El niño no levantó la cabeza del plato. Miró a su padre con cara larga y sin maquillar su angustia soltó una lágrima para sorpresa de todos.
-Qué pasa hijo- Insistió el hombre más preocupado
-¡Se me hundió el barco!- Respondió segundos más tarde con un nudo en la garganta.
Angelita y el resto de los niños siguieron la charla de padre e hijo con mucha atención y sorprendidos.
-¿Puedo saber que barco se te hundió? Repreguntó con ternura el hombre de pañuelo al cuello.

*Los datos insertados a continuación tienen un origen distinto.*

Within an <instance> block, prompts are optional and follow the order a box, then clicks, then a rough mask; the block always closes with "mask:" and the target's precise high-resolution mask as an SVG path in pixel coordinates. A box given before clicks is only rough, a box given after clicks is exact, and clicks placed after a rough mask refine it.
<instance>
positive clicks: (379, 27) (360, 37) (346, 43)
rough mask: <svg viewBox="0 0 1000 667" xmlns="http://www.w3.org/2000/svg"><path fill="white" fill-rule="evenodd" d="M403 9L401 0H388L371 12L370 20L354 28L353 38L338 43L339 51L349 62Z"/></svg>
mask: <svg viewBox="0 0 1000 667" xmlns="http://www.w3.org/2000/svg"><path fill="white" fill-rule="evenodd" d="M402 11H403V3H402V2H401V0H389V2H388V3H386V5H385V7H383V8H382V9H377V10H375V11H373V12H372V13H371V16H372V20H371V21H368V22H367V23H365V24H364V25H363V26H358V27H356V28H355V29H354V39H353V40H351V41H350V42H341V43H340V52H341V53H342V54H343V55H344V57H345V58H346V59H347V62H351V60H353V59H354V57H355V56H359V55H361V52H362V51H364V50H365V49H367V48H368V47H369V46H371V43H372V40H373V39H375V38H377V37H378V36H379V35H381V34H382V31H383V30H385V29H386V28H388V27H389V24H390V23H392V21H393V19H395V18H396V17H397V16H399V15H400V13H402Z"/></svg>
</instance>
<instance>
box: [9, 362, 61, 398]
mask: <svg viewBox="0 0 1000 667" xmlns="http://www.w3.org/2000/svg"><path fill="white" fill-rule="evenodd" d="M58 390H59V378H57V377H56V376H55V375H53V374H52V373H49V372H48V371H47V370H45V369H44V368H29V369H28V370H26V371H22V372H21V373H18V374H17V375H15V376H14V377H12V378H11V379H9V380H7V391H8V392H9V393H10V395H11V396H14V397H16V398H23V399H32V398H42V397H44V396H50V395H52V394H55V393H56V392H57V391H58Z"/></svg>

-¡Papá más que barco era un buque de guerra, pero cuando el molino empezó a tirar agua al tanque se perdió en la profundidad y no lo pude recuperar más! Respondió el niño mientras se aprestaba a comer el puchero que había preparado su madre.
¿Y cómo se llamaba ese buque hijo mío? Consultó intrigado el hombre por la historia de su pequeño hijo.
«Ricardito» abandonó la tristeza que lo embargó. Se paró y fue al lado de sus padres. Los abrazó a los dos. Miró fijo a sus hermanos. Tomó aire e infló el pecho. Cerró los ojos y miró hacia el cielo.
– El buque se llamaba Manuel Belgrano- dijo con vos potente.
-¿Y vos «Ricardito» quien eras? Repreguntó el padre entusiasmado por saber cómo seguía la historia
-¡Yo era el soldado Pineda! soltó el niño con el último aliento.